Bravo pour le courage de la décision du changement !

Signé Barnabé

********************

« Mais c’est quoi, ce mail ?!?!! Tu ne peux pas partir, pas toi ! Comment on va faire ?!? »

(Bichette-Andrea, la mère-maquerelle, que j’ai renommée Cunégonde, au téléphone)

 

Ce après quoi, j’ai envoyé un mail perso cette fois-ci à ma petite bande :

Pot de départ de Bibi (officieux) : SAVE THE DATE !!!

Chers tous,

Jeudi 1er décembre : vous serez tous là pour fêter mon départ, n’est-ce pas? 

Où? Bon, pas chez moi parce que ma coloc va me tuer, probablement au QG, je réfléchis et je vous dis.

On en profitera pour se faire un Secret Santa avec une soirée de remise des kdos début janvier 2023? – je vais devoir passer le flambeau de l’organisation des soirées ^^

Et d’ici là, bien sûr quelques pots à la sauvage selon les dispo de chacun ! Tchüss!!!!

Bref, c’est pas demain la veille que je vais mettre mon foie à la diète. Qu’elle me bassine pas, l’autre, avec ses pisse-mémères !

 

20.00 Yang m’appelle. Pour que je le débriefe sur mon week-end, surtout sur la partie Bradley… C’est vrai que je lui ai envoyé quelques mots inquiétants que je n’ai pu que réitérer :

« Je n’ai pas les mots pour dire ce que j’ai vécu.
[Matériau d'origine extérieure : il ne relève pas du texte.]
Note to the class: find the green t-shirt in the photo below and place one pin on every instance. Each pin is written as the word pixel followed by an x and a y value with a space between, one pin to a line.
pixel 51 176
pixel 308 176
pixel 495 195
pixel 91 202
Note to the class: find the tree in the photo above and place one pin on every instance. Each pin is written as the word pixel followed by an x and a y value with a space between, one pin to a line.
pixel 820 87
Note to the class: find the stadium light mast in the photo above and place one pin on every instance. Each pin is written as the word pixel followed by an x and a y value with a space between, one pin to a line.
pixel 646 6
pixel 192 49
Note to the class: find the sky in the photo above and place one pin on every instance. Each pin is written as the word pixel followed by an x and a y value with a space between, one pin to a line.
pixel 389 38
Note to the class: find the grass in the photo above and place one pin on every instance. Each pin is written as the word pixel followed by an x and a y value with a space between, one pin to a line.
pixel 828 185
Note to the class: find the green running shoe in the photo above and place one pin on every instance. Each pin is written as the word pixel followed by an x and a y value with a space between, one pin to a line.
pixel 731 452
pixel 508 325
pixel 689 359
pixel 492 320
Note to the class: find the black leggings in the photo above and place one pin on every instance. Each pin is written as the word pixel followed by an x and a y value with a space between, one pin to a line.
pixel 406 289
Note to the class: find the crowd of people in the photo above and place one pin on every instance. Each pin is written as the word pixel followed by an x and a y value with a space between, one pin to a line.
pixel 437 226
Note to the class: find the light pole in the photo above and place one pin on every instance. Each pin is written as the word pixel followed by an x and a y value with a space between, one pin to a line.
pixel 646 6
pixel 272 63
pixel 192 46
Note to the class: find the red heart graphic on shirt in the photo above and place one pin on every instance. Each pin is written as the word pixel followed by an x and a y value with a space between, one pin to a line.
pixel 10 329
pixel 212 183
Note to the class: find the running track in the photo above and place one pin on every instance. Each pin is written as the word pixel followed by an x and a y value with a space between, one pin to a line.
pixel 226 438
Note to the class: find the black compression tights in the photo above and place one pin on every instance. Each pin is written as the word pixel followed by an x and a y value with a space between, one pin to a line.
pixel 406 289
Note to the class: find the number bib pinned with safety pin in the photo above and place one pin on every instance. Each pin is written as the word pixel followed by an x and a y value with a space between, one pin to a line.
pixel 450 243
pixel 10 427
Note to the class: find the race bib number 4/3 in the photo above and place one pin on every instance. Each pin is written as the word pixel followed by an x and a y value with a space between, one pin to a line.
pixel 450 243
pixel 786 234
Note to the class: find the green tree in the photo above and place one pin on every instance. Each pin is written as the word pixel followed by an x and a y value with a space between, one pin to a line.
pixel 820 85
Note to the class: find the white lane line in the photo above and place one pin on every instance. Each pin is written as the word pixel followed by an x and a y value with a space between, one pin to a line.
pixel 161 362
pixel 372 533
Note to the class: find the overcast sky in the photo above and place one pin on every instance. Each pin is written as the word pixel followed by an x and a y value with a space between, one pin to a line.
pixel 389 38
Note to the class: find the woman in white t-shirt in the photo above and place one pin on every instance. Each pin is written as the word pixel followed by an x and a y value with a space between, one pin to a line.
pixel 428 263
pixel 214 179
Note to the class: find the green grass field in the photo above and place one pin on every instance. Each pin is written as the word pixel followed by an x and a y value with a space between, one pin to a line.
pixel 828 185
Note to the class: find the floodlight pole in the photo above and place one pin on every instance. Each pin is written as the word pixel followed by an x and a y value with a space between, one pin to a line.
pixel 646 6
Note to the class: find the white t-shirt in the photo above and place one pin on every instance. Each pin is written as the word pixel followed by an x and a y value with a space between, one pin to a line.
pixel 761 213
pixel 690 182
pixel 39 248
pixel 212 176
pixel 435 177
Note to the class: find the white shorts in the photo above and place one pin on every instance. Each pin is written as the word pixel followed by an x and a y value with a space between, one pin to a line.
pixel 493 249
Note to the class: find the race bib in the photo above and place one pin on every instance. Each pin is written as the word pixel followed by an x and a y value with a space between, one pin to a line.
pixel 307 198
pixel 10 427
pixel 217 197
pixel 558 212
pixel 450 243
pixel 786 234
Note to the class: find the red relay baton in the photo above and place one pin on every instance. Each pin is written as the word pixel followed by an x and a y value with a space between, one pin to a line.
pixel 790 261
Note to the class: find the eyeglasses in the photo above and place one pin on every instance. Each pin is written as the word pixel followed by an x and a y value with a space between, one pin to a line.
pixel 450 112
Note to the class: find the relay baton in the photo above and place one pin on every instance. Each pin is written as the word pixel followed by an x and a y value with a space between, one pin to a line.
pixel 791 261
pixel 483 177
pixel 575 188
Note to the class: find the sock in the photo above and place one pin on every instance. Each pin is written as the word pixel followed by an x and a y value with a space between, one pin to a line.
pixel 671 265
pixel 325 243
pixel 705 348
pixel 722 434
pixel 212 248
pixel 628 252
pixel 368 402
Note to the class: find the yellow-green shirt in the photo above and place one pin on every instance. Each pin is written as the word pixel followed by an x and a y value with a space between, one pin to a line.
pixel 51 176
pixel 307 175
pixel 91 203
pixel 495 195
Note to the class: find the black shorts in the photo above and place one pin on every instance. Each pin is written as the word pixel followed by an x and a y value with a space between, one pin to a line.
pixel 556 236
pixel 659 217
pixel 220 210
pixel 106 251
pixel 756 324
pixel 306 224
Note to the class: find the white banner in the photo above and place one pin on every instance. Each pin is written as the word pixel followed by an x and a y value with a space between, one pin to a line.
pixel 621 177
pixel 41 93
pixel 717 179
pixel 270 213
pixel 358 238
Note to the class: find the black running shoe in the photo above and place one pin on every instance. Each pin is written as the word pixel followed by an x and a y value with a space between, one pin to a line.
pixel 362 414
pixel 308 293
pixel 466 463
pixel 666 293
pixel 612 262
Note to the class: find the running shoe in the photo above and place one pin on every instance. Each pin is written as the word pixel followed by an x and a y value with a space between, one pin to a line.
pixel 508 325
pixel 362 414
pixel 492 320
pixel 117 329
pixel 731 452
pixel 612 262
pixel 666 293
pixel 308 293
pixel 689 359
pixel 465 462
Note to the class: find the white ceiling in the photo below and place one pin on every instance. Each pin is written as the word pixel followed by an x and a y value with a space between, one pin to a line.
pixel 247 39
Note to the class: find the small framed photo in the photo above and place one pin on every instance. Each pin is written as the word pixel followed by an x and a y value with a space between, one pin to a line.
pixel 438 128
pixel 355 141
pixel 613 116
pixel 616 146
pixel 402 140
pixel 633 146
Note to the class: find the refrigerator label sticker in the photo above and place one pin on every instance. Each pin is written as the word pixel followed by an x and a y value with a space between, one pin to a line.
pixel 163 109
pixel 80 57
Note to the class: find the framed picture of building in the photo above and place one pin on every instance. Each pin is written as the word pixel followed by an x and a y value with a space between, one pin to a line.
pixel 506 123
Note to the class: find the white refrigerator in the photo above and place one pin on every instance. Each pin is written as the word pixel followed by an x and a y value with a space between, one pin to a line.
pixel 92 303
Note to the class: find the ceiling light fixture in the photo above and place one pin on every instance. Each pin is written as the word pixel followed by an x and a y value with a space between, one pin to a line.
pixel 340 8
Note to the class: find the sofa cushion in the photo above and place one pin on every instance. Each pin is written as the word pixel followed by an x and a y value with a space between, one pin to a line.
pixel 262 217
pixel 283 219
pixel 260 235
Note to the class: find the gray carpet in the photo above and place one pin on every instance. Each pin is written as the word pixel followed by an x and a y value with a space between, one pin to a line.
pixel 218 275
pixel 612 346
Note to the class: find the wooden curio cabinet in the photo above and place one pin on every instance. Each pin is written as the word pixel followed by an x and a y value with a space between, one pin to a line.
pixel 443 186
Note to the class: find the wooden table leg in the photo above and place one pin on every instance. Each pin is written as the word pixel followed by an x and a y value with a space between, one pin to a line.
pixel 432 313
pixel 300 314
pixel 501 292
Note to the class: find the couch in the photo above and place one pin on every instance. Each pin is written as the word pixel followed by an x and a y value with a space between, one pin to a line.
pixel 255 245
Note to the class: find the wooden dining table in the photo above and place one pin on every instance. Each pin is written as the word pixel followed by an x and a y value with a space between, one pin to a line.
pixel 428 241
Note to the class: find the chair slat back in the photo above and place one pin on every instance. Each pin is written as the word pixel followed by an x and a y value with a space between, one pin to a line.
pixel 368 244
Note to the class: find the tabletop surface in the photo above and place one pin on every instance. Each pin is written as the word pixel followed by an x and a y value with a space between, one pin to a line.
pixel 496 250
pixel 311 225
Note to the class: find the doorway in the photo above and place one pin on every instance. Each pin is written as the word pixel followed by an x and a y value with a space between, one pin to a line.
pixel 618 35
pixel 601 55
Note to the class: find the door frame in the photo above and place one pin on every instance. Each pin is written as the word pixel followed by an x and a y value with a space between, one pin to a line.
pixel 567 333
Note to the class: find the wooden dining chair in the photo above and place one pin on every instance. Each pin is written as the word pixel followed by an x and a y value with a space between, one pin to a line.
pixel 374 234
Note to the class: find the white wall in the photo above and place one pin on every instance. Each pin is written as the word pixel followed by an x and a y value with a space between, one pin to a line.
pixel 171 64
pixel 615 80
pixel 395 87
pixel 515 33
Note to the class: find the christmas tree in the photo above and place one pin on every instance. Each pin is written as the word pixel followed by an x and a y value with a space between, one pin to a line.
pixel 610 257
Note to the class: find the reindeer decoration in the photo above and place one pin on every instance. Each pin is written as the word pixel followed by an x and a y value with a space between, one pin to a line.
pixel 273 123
Je suis condamnée, foutue. Définitivement bonne pour les ordres. »

A l’heure où j’écris ces lignes, je ne parviens toujours pas à verbaliser mon vendredi soir dernier. J’ai l’impression de traverser un autre trauma comme celui de cet été, avec un blanchiment de mes pensées et de mes mots. Peut-être besoin d’infuser ce qui s’est passé, sans l’assurance d’une quelconque restitution cohérente par la suite.

A ma décharge, ma vie en ce moment est un joyeux tumulte, j’avoue ne pas avoir la ressource pour tout suivre ad hoc donc je fais ce que je fais le mieux : vivre l’instant T. Et ça me va.

… No matter how hard you try, you can’t stop me now…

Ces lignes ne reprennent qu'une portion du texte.